SANTA ANA, Calif. (AP) - A man pleaded not guilty Monday to knowingly attempting to board a plane with a loaded handgun, folding knife, and 10 syringes in his carry-on bag.

Ali Reza Khatami, 65, was arrested June 24 when the .38-caliber pistol and 3.5-inch knife were found during a security screening, Assistant U.S. Attorney Greg Staples said. He had been preparing to board a United Airlines flight to Reagan National Airport in Washington, D.C.

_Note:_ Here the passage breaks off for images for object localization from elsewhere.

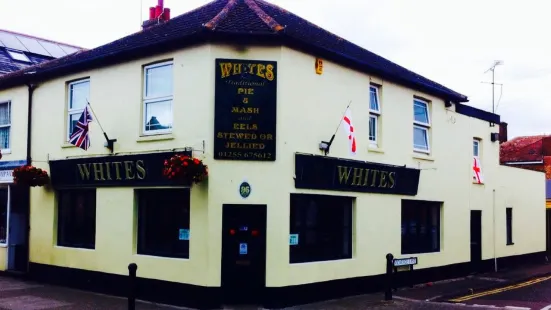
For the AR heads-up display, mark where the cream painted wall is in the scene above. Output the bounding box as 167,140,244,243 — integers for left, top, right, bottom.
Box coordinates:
10,42,543,288
0,85,29,161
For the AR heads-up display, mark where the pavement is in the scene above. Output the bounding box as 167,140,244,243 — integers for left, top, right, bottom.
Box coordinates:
1,262,551,309
0,276,182,310
284,261,551,310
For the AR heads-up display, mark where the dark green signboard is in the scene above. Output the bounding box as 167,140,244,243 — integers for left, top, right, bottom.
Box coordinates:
213,58,277,161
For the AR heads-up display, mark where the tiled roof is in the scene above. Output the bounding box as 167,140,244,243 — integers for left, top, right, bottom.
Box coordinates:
0,29,83,75
0,47,53,75
0,0,468,103
500,135,547,163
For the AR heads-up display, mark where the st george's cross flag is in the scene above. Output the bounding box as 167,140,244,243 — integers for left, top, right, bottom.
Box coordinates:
472,156,484,184
69,104,93,151
342,107,357,155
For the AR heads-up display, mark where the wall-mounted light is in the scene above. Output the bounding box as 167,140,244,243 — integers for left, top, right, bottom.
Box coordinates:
445,100,452,108
319,135,335,156
490,132,499,142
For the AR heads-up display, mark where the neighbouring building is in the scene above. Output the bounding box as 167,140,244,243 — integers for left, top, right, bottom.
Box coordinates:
0,29,82,75
0,0,545,308
499,128,551,260
0,30,82,276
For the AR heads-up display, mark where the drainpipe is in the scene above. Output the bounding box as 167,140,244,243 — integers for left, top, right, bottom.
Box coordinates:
25,83,37,165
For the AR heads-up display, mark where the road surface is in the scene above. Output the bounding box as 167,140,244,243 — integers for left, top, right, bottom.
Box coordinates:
446,274,551,309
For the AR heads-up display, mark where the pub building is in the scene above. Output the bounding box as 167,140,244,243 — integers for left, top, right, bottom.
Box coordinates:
0,0,546,309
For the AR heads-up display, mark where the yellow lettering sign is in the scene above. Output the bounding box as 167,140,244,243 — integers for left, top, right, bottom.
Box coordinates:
93,163,106,181
219,62,275,81
232,107,260,114
76,160,147,182
335,166,397,189
233,123,258,130
77,164,92,180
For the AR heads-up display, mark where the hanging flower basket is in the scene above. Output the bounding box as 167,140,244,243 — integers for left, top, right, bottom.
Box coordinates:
12,165,50,187
163,154,208,185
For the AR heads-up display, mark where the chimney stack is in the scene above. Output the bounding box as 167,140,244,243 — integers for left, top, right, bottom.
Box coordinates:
499,122,508,143
142,0,171,30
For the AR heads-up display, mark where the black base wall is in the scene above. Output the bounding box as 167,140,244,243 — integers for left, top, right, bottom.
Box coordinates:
26,251,547,309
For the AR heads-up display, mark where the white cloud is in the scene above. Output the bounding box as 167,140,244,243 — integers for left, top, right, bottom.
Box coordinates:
1,0,548,139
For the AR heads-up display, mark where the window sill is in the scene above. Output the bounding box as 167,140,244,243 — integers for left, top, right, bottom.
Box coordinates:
54,245,95,251
368,146,384,154
0,243,7,248
61,143,76,149
137,134,175,143
0,149,11,155
135,253,189,260
412,152,434,162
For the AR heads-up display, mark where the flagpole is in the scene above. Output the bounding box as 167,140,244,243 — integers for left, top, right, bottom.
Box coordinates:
320,100,352,155
86,100,117,153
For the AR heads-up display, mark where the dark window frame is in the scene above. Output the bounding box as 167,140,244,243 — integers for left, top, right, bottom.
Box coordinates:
136,188,190,259
289,193,353,264
57,189,97,249
401,199,441,255
506,207,513,245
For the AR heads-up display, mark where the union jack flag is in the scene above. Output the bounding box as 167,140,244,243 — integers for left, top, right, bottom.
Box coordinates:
69,104,93,150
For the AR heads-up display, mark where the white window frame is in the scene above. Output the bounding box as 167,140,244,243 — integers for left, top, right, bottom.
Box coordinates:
67,79,90,141
369,85,381,147
0,101,11,153
6,49,30,63
413,98,431,153
142,61,174,136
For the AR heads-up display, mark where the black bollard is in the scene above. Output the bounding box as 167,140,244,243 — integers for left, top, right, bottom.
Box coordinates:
128,263,138,310
385,253,394,301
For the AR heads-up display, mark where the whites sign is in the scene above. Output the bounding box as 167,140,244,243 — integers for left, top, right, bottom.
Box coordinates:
393,257,418,267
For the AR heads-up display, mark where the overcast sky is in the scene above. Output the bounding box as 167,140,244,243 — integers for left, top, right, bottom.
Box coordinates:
1,0,548,140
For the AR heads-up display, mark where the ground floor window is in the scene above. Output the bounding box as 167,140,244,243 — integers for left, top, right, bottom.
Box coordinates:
57,189,96,249
401,199,441,254
289,193,353,263
137,188,190,259
0,187,8,244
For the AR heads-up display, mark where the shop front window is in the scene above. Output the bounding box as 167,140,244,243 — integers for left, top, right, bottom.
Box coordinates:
289,193,353,263
137,188,190,259
57,189,97,249
401,199,441,254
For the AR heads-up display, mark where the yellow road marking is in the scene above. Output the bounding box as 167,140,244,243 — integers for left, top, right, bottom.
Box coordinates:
449,275,551,302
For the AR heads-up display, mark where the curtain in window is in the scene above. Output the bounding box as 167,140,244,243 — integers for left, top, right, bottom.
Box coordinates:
0,103,10,149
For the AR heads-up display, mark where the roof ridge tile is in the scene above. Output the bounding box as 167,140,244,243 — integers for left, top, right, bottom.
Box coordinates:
203,0,239,30
244,0,285,32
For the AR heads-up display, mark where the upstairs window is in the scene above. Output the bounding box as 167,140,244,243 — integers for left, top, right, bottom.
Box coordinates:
369,85,381,147
413,98,431,153
6,50,30,63
67,79,90,141
473,139,480,157
143,61,173,134
0,101,11,151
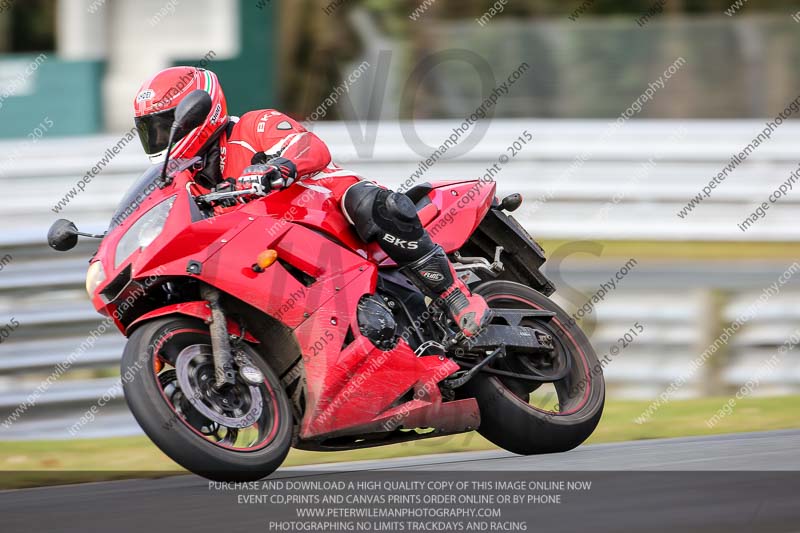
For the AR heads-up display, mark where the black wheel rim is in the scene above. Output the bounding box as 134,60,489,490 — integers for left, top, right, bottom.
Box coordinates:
484,293,592,417
151,328,281,451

Defense attorney Ben Wasserman said at Khatami's bail hearing last month that his client had forgotten he was carrying the weapons. He said his client was on his way to Virginia to sell some property. Khatami told authorities he had planned to put the gun and knife in his bag to take them to a safe in his garage, but didn't remember. Then he planned to leave them at his son's house, he said, but he was in such a rush that he forgot again. Staples said Khatami was a danger because he had given inconsistent statements to investigators. Staples said the gun had been packed into an oven mitt, which he described as "essentially a low-tech silencer." Magistrate Judge Marc Goldman agreed to release Khatami on $100,000 bail, saying he was not convinced that Khatami intended to take the weapons on the plane. The case is set for trial before U.S. District Judge James Selna on Sept. 7.